Mientras todo eso pasaba allí, él aquí se había comprado un traje de paño, porque aquí sin eso no eres nada: un chaleco, una americana y un pantalón que se ponía algún día de fiesta. Con ese traje pareces alguien, le había dicho Juan riéndose la primera vez que se lo vio puesto. Pero no, él no se sentía nadie: ojalá fuera tan fácil. No soportaba estar todo el día oyendo un idioma que desconoce, las palabras le taladraban el cerebro. No soportaba que los días se parecieran tanto unos a otros. Estaba acostumbrado a unos trabajos exigentes, pero que él mismo se organizaba y, sobre todo, que no exigían un horario rígido como este. No soportaba que todo sea tan grande aquí, porque le hace estar en una sensación de alerta permanente, como si algo le dijera que sería fácil perderse en un lugar así, aunque en realidad ya se sentía perdido. ¿Cómo se le ocurrió venirse tan lejos?, ¿no será que es tonto como todo el mundo le decía en Maleza?, ¿no habrá sido otro error, uno más, venirse aquí?

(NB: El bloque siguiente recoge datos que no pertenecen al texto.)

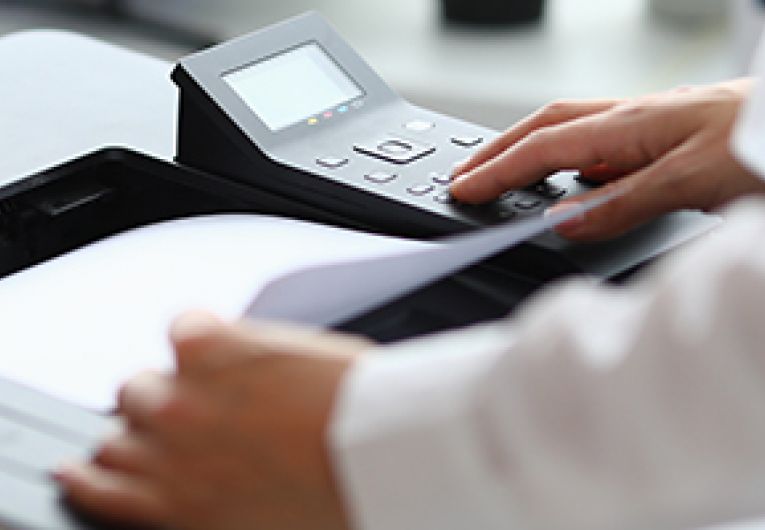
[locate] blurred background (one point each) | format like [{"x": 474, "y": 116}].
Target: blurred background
[{"x": 470, "y": 58}]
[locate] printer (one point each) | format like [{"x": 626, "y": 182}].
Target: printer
[{"x": 287, "y": 121}]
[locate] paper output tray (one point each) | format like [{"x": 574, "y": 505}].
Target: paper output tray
[{"x": 113, "y": 190}]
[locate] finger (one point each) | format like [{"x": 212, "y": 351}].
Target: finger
[
  {"x": 553, "y": 114},
  {"x": 109, "y": 495},
  {"x": 637, "y": 199},
  {"x": 198, "y": 338},
  {"x": 603, "y": 173},
  {"x": 146, "y": 400},
  {"x": 617, "y": 139},
  {"x": 129, "y": 453},
  {"x": 280, "y": 338},
  {"x": 203, "y": 345}
]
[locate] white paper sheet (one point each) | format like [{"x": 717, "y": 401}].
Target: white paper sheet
[
  {"x": 78, "y": 326},
  {"x": 339, "y": 292}
]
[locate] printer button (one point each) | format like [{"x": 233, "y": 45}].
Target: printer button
[
  {"x": 332, "y": 162},
  {"x": 528, "y": 203},
  {"x": 549, "y": 190},
  {"x": 380, "y": 177},
  {"x": 440, "y": 178},
  {"x": 467, "y": 141}
]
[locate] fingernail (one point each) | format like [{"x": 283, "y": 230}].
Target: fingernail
[
  {"x": 460, "y": 167},
  {"x": 193, "y": 324},
  {"x": 458, "y": 181}
]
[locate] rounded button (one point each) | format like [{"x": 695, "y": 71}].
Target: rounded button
[
  {"x": 380, "y": 177},
  {"x": 419, "y": 125},
  {"x": 467, "y": 141},
  {"x": 422, "y": 189},
  {"x": 441, "y": 178},
  {"x": 395, "y": 147}
]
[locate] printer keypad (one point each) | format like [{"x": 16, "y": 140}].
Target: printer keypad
[{"x": 332, "y": 162}]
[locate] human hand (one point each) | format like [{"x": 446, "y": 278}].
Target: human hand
[
  {"x": 234, "y": 440},
  {"x": 656, "y": 154}
]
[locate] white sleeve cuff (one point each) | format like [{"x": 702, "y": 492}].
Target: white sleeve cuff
[{"x": 403, "y": 453}]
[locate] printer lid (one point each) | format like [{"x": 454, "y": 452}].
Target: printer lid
[{"x": 64, "y": 95}]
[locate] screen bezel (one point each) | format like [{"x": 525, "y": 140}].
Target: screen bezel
[
  {"x": 207, "y": 69},
  {"x": 300, "y": 122}
]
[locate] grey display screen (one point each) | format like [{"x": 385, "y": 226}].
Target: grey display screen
[{"x": 294, "y": 86}]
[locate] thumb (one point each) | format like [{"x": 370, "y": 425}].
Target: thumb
[{"x": 201, "y": 342}]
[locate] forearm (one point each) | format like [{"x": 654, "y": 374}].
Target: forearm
[{"x": 606, "y": 409}]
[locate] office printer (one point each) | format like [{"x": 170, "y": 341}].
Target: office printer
[{"x": 66, "y": 101}]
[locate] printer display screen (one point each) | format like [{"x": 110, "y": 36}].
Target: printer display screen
[{"x": 301, "y": 84}]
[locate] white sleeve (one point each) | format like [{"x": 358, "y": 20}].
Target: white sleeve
[
  {"x": 749, "y": 136},
  {"x": 598, "y": 408}
]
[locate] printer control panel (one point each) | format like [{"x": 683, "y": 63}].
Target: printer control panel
[{"x": 299, "y": 97}]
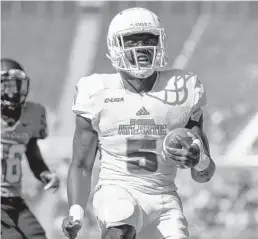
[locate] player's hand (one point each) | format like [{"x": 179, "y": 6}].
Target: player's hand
[
  {"x": 50, "y": 179},
  {"x": 71, "y": 228},
  {"x": 186, "y": 157}
]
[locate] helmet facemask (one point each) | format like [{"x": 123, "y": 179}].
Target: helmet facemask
[
  {"x": 14, "y": 89},
  {"x": 126, "y": 59}
]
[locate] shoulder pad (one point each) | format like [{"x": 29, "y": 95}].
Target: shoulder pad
[{"x": 36, "y": 113}]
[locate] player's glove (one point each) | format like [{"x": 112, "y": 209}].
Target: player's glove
[
  {"x": 50, "y": 179},
  {"x": 186, "y": 157},
  {"x": 71, "y": 228}
]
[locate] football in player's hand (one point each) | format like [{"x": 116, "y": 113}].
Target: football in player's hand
[{"x": 174, "y": 137}]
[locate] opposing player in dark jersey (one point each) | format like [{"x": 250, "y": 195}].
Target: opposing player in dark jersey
[{"x": 22, "y": 124}]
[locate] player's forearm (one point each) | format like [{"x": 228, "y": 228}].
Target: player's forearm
[
  {"x": 78, "y": 185},
  {"x": 204, "y": 175}
]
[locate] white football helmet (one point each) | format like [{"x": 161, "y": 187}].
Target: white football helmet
[{"x": 132, "y": 21}]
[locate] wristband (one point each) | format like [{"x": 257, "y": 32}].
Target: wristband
[
  {"x": 204, "y": 159},
  {"x": 77, "y": 212}
]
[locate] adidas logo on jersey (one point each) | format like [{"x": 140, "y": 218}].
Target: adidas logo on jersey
[
  {"x": 112, "y": 100},
  {"x": 142, "y": 111}
]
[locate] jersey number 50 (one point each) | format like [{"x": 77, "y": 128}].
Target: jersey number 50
[{"x": 11, "y": 162}]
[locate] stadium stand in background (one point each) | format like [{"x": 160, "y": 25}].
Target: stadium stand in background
[{"x": 42, "y": 36}]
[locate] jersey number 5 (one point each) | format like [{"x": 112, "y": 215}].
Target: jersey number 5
[
  {"x": 11, "y": 162},
  {"x": 141, "y": 156}
]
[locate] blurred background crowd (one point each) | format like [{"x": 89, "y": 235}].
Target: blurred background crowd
[{"x": 42, "y": 36}]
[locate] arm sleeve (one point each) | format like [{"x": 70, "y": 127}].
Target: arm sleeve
[
  {"x": 42, "y": 129},
  {"x": 199, "y": 100}
]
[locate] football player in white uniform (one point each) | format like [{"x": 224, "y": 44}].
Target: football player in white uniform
[
  {"x": 22, "y": 124},
  {"x": 126, "y": 116}
]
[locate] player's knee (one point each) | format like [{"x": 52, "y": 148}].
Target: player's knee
[
  {"x": 10, "y": 234},
  {"x": 119, "y": 232}
]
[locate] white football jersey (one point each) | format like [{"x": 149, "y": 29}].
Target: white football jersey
[{"x": 131, "y": 126}]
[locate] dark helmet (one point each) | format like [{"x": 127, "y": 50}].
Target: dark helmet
[{"x": 14, "y": 85}]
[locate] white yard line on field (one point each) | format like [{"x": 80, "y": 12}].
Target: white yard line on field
[
  {"x": 81, "y": 63},
  {"x": 190, "y": 44}
]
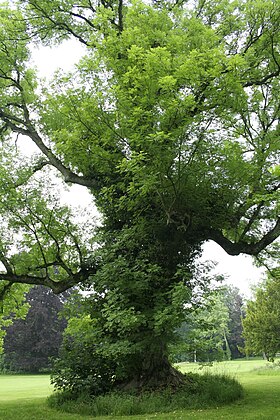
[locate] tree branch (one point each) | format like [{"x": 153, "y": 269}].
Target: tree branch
[
  {"x": 56, "y": 286},
  {"x": 242, "y": 247}
]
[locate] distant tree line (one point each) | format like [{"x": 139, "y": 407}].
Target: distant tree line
[{"x": 31, "y": 343}]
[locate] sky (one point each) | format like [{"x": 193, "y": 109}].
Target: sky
[{"x": 239, "y": 271}]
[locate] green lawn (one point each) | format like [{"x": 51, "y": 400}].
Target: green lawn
[{"x": 24, "y": 397}]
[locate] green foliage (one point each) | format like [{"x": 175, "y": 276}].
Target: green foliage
[
  {"x": 82, "y": 366},
  {"x": 199, "y": 392},
  {"x": 262, "y": 322},
  {"x": 30, "y": 343},
  {"x": 171, "y": 120},
  {"x": 12, "y": 306}
]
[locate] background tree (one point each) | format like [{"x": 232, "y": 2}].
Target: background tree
[
  {"x": 30, "y": 343},
  {"x": 262, "y": 322},
  {"x": 172, "y": 125},
  {"x": 234, "y": 302}
]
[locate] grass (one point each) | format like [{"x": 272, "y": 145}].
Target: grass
[
  {"x": 200, "y": 391},
  {"x": 27, "y": 397}
]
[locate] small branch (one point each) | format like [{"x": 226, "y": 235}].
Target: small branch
[{"x": 242, "y": 247}]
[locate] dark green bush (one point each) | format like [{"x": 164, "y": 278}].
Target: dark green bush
[{"x": 199, "y": 391}]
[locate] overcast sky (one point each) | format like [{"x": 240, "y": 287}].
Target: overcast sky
[{"x": 239, "y": 270}]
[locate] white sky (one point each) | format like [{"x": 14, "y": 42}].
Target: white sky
[{"x": 239, "y": 270}]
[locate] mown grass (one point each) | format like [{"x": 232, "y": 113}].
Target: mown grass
[
  {"x": 261, "y": 397},
  {"x": 200, "y": 391}
]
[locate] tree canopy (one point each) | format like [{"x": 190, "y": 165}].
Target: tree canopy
[{"x": 171, "y": 121}]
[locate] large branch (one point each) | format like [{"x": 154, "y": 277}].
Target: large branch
[
  {"x": 29, "y": 131},
  {"x": 242, "y": 247},
  {"x": 56, "y": 286}
]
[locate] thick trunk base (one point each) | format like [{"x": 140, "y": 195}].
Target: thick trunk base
[{"x": 159, "y": 377}]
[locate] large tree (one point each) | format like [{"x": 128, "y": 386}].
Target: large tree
[{"x": 171, "y": 122}]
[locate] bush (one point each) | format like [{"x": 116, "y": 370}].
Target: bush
[{"x": 199, "y": 391}]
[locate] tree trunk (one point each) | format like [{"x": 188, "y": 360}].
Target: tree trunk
[{"x": 155, "y": 371}]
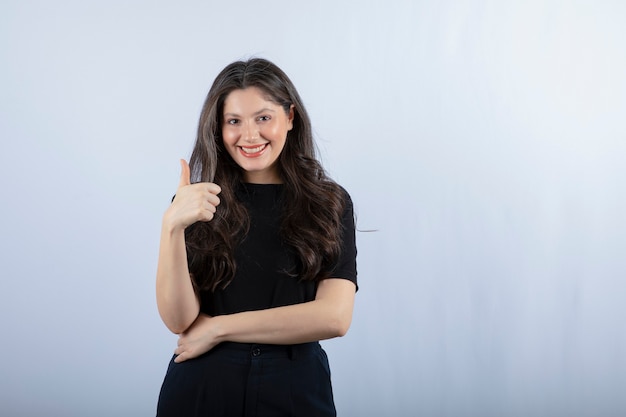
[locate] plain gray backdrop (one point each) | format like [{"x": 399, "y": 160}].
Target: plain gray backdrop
[{"x": 483, "y": 141}]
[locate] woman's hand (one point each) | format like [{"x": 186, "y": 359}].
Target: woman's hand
[
  {"x": 193, "y": 202},
  {"x": 201, "y": 337}
]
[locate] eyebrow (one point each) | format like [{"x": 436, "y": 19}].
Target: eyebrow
[{"x": 263, "y": 110}]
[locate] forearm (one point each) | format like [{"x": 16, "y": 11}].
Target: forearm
[
  {"x": 176, "y": 299},
  {"x": 326, "y": 317}
]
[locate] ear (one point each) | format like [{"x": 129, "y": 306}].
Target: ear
[{"x": 290, "y": 116}]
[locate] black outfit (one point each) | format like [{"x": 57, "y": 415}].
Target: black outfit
[{"x": 242, "y": 379}]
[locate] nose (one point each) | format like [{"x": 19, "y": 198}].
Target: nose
[{"x": 250, "y": 132}]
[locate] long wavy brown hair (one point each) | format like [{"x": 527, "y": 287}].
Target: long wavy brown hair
[{"x": 312, "y": 202}]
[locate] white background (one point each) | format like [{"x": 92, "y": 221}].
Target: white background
[{"x": 484, "y": 141}]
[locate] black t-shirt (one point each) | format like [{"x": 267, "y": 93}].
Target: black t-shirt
[{"x": 263, "y": 260}]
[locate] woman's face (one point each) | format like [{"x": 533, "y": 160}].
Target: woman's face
[{"x": 254, "y": 133}]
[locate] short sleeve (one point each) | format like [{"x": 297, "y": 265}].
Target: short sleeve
[{"x": 346, "y": 264}]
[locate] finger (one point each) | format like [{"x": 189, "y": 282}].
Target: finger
[
  {"x": 185, "y": 174},
  {"x": 213, "y": 188}
]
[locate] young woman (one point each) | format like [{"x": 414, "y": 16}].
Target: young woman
[{"x": 257, "y": 260}]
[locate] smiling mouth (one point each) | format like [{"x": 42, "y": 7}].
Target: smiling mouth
[{"x": 252, "y": 151}]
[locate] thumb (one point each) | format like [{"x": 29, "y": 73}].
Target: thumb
[{"x": 185, "y": 174}]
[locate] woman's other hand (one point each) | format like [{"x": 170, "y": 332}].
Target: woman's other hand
[{"x": 201, "y": 337}]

Eso piensa y por eso lee lastimado las cartas, tan cortitas, que recibe de Isabel:
Querido Francisco,
Aquí todos bien gracias a Dios. Los niños están contentos, aunque siguen preguntando por ti. Quieren verte y quieren también los juguetes que les prometiste. El jazmín del corral dio flores hasta septiembre. Te echo de menos sobre todo ahora que llegó el frío y la cama parece que tenga hielo por la noche. Tus padres están bien y la madre Chica también, aunque los años se le notan cada vez más. El otro día vi que salía de su casa sola y le pregunté dónde iba y me dijo que a buscar a su Manolo. Echa de menos a su hombre muerto como yo te echo de menos a ti porque si pasan los días, las semanas y los meses y no te veo es como si estuvieras muerto. Perdóname, Francisco por sentir lo que siento. Me alegro que allí sea todo tan grande y tan bonito como dices. Yo, qué quieres que te diga, prefiero la tranquilidad de Maleza. No mires más para llevarme porque yo no tengo ganas de irme tan lejos. ¿Qué haría con las flores del corral si me fuera?, ¿qué haríamos con el gato, con la tórtola y con la tortuga? A mí no me importa no conocer esas casas tan altas, ni los tranvías. No me importan los barcos tan grandes, ni esos coches que se mueven tan deprisa, no me importa conocer el cine, ni esa fábrica tan importante en la que tú trabajas. Yo quiero la vida que ahora tengo. Nada más. Solo quisiera que tú estuvieras conmigo aquí y que quisieras esta vida también. Recuerda que me prometiste que solo estarías allí unos años, recuerda que me prometiste volver. La soledad pesa como una manta empapada en agua.